ブレーキ役の副交感神経を弱めるため、身体に以下の変化が起こります。

  • 心拍数が上がる(徐脈で使用される理由)
  • 散瞳(眼科で使う理由)
  • 唾液・気道分泌の減少(麻酔前投薬)
  • 腸の動きが弱くなる
  • 尿閉になりやすい

アトロピンが使われる臨床場面

① 徐脈・迷走神経反射

急性期・一般病棟のどちらでも遭遇しやすい場面です。

使用目的
・迷走神経反射で HR が落ちているとき
・徐脈によって血圧が下がりそうなとき

JRCガイドライン(2020)より
・心停止への routine 使用は推奨されていない
・徐脈の初期対応の選択肢として使用される

JRC蘇生ガイドライン2020(公式サイト)

看護師の観察ポイント

  • HR・BP の変化
  • 意識レベル
  • PVC など不整脈の発生
  • 効果が乏しい場合 → 高度房室ブロックの可能性

② 麻酔前投薬(前処置)

内視鏡や手術の前処置として使われることがあります。

使用目的
・気道・唾液分泌を減らす
・嘔吐反射を軽減する

看護師の観察ポイント

  • 喉の渇きの訴え
  • 心拍数の上昇
  • 喀痰の粘度(ムセやすくなることあり)

③ 散瞳目的(眼科)

アトロピン点眼は散瞳作用が非常に強く、持続も長いのが特徴です。

効果の持続時間(目安)
・大人:数日~1週間程度、ぼやけやまぶしさが続くこともある
・子ども:1~2週間程度続くことがあり、特に持続が長くなりやすい

※実際の持続時間は濃度や投与期間、個人差によって変わるため、正確な評価は眼科医の指示に従います。

注意点

  • まぶしさ(サングラス推奨)
  • 調節麻痺による「近くが見えにくい」
  • 特に閉塞隅角緑内障・その疑いがある場合は禁忌とされるため、眼科医の指示が必須

④ 有機リン中毒

有機リン中毒に関する詳細な治療方針は、厚生労働省研究班がまとめた以下の資料などを参照してください。
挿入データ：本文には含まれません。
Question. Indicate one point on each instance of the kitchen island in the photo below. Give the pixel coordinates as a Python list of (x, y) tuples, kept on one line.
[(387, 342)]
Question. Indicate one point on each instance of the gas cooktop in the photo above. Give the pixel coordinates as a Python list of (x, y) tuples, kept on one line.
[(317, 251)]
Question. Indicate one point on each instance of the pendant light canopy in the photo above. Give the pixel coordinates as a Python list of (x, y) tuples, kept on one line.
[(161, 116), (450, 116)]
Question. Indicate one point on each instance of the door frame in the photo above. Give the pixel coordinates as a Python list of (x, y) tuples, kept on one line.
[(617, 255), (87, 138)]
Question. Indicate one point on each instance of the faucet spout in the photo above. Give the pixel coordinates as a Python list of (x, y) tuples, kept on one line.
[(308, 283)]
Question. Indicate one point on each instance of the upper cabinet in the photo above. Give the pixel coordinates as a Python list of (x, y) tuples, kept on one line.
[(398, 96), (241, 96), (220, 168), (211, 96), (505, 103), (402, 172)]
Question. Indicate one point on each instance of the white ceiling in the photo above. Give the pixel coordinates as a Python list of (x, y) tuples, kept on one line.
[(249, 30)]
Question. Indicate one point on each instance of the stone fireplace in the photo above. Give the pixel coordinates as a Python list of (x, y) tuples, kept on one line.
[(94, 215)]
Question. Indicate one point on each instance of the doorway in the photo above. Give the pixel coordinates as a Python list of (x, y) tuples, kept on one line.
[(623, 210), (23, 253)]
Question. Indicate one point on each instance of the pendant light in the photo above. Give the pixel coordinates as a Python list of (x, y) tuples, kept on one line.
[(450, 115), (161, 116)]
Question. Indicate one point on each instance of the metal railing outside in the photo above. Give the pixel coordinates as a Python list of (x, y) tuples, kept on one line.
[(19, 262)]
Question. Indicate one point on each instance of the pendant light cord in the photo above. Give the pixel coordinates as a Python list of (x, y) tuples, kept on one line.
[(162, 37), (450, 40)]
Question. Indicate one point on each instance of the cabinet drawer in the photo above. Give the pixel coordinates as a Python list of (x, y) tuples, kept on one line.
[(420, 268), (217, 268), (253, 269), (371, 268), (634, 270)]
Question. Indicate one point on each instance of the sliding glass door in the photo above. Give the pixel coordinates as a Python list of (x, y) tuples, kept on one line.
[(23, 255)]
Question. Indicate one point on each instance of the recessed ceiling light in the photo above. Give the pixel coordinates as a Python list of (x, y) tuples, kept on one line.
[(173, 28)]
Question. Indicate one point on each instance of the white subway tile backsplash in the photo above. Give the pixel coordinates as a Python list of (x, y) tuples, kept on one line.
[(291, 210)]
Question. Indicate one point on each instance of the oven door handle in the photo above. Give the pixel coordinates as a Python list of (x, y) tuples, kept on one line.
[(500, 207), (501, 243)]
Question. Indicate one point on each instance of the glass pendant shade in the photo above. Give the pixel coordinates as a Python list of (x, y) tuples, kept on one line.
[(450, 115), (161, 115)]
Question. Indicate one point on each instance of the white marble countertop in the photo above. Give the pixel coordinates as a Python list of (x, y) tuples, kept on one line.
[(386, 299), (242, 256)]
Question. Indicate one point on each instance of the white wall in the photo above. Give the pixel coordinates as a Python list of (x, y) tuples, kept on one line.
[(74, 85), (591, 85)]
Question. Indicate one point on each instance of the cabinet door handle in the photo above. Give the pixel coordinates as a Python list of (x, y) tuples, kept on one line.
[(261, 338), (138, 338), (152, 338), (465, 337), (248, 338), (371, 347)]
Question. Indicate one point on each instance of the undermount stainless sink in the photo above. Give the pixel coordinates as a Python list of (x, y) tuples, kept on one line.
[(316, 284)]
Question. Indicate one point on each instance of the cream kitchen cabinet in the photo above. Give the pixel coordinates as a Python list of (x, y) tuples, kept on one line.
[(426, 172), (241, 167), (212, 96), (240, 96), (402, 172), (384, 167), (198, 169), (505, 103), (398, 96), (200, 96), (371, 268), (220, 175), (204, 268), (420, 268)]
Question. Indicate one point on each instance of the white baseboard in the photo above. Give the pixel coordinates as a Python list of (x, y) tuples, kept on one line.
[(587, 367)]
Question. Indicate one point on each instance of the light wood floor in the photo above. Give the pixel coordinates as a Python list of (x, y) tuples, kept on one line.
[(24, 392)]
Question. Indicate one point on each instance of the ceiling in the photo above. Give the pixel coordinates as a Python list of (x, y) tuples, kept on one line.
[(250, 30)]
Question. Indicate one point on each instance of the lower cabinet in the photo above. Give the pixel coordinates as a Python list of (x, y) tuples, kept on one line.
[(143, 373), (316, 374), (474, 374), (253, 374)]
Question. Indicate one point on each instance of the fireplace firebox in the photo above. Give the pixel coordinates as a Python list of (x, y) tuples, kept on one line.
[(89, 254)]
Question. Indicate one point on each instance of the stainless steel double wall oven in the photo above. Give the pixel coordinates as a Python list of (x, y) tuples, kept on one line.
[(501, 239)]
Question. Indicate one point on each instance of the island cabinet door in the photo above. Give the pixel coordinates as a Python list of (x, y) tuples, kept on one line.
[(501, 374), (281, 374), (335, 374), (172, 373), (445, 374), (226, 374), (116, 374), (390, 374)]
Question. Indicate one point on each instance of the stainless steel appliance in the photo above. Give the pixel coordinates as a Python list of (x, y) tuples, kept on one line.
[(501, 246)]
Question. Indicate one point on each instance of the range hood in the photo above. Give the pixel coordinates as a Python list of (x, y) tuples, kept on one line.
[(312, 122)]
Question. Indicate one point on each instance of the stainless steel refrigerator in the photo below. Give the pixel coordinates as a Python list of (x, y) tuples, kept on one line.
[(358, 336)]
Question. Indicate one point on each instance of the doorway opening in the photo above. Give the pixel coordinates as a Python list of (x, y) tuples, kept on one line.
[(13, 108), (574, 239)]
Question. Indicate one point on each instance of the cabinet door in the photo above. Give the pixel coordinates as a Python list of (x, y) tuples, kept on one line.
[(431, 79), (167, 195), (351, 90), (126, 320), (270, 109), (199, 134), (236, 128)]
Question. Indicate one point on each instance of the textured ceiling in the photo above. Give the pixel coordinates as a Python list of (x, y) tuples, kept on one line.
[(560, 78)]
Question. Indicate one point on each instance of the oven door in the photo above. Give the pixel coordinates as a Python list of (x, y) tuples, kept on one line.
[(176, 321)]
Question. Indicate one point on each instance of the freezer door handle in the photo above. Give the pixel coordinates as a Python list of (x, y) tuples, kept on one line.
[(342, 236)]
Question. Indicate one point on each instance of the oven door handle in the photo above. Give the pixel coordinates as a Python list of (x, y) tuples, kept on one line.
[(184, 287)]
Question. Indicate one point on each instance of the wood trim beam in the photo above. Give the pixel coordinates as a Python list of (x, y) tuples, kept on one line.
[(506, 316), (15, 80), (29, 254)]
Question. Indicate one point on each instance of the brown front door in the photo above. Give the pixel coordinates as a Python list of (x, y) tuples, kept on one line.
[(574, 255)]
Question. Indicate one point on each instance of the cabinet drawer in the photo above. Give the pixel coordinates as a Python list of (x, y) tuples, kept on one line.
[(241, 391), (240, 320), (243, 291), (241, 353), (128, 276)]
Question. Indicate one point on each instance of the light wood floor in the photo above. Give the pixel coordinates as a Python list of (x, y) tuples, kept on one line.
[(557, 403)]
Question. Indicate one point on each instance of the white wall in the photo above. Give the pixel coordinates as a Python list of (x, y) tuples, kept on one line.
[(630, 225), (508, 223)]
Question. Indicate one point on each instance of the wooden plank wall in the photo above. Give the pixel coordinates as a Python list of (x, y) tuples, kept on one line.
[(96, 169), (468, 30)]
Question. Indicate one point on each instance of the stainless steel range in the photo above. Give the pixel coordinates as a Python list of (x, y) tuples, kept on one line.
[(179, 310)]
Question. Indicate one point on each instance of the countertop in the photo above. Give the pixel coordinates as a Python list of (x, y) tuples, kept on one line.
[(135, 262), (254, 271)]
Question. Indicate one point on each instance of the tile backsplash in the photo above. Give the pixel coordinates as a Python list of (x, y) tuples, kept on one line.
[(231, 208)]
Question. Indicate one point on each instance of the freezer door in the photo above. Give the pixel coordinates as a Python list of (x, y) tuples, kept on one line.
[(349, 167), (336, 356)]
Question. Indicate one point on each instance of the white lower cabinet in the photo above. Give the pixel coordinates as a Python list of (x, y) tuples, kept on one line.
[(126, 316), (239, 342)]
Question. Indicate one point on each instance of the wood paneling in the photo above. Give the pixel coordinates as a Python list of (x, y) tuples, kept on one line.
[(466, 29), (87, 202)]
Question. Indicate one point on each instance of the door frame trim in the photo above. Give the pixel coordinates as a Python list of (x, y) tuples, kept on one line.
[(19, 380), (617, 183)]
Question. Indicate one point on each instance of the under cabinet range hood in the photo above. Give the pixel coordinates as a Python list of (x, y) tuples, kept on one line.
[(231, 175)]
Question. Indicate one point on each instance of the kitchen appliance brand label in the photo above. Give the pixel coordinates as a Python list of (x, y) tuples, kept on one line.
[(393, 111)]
有機リン剤 詳細版 Ver.1.12_b(厚労科研・日本中毒学会)

症状の例

  • 縮瞳
  • 気道分泌過多
  • 徐脈
  • 呼吸困難

効果判定

  • 気道分泌の減少
  • 心拍数改善
  • 縮瞳の改善(遅れることもあり)

副作用と注意が必要な患者

主な副作用

  • 口渇
  • 便秘
  • 排尿困難
  • 散瞳・ピントが合いにくい
  • 頻脈
  • 高齢者のせん妄

注意が必要な患者

  • 高齢者(せん妄・転倒リスク)
  • 前立腺肥大(尿閉の可能性)
  • 緑内障

禁忌(PMDA 添付文書より)
閉塞隅角緑内障

PMDA検索ページ

看護師が押さえておきたい観察ポイント

徐脈で使用したとき

  • HR 上昇の有無
  • 血圧・意識レベル
  • 不整脈
  • 胸痛の訴え

散瞳後

  • まぶしさへの過敏
  • 歩行時のふらつき
  • 視界不良

麻酔前投薬

  • 喉の乾燥
  • 気道分泌の変化
  • 脈拍・血圧の変動

他の抗コリン薬との違い

  • アトロピン:心拍上昇・分泌抑制が強い
  • スコポラミン:嘔気軽減・鎮静に使われやすい

よくある質問(Q&A)

Q. 心停止にアトロピンは使う?
A. 2020年JRCガイドラインでは routine 使用は推奨されていません。

Q. 散瞳はどれくらい続く?
A. 大人で12〜24時間、子どもは24時間以上のことがあります。

Q. 効かない徐脈は?
A. 高度房室ブロックなど、そもそも反応が出ない病態があります。

まとめ

アトロピンは徐脈、迷走神経反射、散瞳、麻酔前投薬、有機リン中毒など、看護師の現場で幅広く使われる薬です。

この記事では、作用のイメージや観察ポイントなど、看護師が「思い出したい部分」に特化して解説しました。

さらに詳しい情報や投与量については、必ず公的ソース(PMDA・JRC・厚労省)を確認してください。